6. Speaking of sweat, I was quite impressed with the fact that it formed a heart shape on the back of shirt #2. This made me wonder if perhaps he has had his sweat glands sculpted to create this effect.

7. Morrissey the man: Boy, does he look old! And yet, he is my age, I think. My neck looks better than his. And yet, he is in far better shape than me, and can pull off that shirt without embarrassment. Also, he always looked old. And I find old people very handsome. Well, some old people. He qualifies.

8. A gong?! Awesome! Having messed the chance to see Led Zep or any number of 70s bands in their prime, I am happy to see them making a comeback.

9. Opening act = The Courteeners = first I'd ever heard of them = their first-ever show in the States = most pleasant surprise in this thankless slot since the Magic Numbers opened for Bright Eyes at the same venue. HIgh 80s revivalism; lotsa echoes of the Jam and, you guessed it, the Smiths. We even bought the CD; a cursory listen to the first four songs confirms that they are catchy, although I'm not sure the recorded versions capture what is so delightful about the band in performance. (Value added: Song 4, aka "What Took You So Long?," actually includes the lines "Sometimes I am bad and sometimes I am rotten / Sometimes I say things that probably should have been forgotten / about people and things, but do you know who I am? I'm like a Morrissey with some strings." Did not catch this during the show.)

10. Between the Courteeners and Moz, vintage music videos, dancehall novelty songs, nightclub routines, and snippets of British films were projected on a large screen. These were clearly curated by the Rock Star himself, as every single one was a perfect gem. Biggest surprise: Who knew he was such a fan of Shocking Blue? Three songs--and who knew they did anything besides "Venus"? (The other two were "Inkpot," which sounds like some sort of raunchy Dutch double entendre, and "Mighty Joe.") Suddenly I find myself wanting to know more about them.
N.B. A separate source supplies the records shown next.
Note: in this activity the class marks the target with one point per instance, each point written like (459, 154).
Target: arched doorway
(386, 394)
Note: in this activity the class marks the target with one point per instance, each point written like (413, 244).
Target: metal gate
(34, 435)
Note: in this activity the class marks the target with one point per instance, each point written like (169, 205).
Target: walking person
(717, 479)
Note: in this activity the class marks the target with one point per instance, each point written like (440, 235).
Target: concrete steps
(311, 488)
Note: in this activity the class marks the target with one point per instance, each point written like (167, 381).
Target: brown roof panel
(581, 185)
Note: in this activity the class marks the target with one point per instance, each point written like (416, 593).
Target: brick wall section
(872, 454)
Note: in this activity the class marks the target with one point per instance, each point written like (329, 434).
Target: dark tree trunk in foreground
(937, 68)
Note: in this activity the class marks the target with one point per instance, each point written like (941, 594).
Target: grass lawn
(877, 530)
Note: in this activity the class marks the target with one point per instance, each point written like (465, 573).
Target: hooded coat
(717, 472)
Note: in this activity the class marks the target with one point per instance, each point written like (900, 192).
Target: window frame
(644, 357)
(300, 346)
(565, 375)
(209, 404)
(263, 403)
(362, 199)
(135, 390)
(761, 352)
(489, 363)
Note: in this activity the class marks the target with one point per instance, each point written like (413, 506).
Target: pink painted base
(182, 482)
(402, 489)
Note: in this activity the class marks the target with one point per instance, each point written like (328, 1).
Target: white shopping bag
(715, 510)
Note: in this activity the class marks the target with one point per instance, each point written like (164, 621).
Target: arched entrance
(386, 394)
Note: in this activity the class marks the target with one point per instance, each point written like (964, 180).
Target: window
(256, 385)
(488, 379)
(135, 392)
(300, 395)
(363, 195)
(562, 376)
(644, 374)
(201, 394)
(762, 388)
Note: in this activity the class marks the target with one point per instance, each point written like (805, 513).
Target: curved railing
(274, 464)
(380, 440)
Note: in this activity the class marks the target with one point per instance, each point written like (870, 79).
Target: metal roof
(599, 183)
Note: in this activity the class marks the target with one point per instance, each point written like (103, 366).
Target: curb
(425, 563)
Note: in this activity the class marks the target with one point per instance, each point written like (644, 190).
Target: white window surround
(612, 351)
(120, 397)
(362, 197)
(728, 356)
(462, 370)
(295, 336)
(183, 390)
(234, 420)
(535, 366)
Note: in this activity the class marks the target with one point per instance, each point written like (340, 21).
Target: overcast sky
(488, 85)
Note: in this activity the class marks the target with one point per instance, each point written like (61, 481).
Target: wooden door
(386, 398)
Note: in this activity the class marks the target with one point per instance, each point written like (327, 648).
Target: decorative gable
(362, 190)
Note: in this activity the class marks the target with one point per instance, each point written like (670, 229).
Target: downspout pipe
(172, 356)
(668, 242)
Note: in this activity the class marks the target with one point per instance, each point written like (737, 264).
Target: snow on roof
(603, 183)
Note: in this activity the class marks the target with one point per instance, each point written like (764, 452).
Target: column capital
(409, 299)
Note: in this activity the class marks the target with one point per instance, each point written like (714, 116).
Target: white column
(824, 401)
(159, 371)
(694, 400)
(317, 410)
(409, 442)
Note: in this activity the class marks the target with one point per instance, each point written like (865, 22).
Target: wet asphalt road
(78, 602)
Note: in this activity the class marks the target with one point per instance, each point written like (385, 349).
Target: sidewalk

In fact, what say we wrap this up with (a different but similar clip of) "Inkpot"? Note the band's groovy/shimmery black-metallic outfits, and how much the song resembles Abba doing glam:

Wednesday, March 18, 2009

We begin bombing in 10 minutes

That Steve Reich box I picked up a few weeks ago has provided many hours of enjoyment; there's nothing like driving around at night with one of his marimba-driven compositions providing an ambiguous soundtrack of anticipation. Still, I'm a little sad the box houses only one of Reich's two landmark found-audio loops from the 1960s, namely this one:

Because, as trippy as that one is, I've always preferred the gospel-sermon energy of the other one (not on the box):

In both cases, it's interesting to listen to the pieces 40 years (holy crap!) down the line, after Byrne/Eno and Negativland, after a couple decades of hiphop and electronic dance music turning appropriation into a cliché. They feel slower, more sedate, and way too long, to be sure, but they also possess a depth and singularity of focus that later experiments/ripoffs/cash-ins don't. They also sound awesome when you crank them up.

I bring up Reich mainly as an excuse to share two far more recent finds:

1)The Freesound Project, described as
a huge collaborative database of audio snippets, samples, recordings, bleeps, ... released under the Creative Commons Sampling Plus License. The Freesound Project provides new and interesting ways of accessing these samples, allowing users to ...
•browse the sounds in new ways using keywords, a "sounds-like" type of browsing and more
•up and download sounds to and from the database, under the same creative commons license
•interact with fellow sound-artists!

A virtuous goal, to be sure, but to hell with virtue. Let's get to the juicy stuff:

2)Handy audio clips of Bill O'Reilly reading the naughty bits of his 2001 audiobook version of Those Who Trespass: A Novel of Television and Murder. (First came to my attention here.) Trust me, you'll have Bill's unforgettable voice ringing in your ears for weeks, ordering you to "Cup your hands under your breasts and hold them for ten seconds" in a tone that suggests a workout instructor.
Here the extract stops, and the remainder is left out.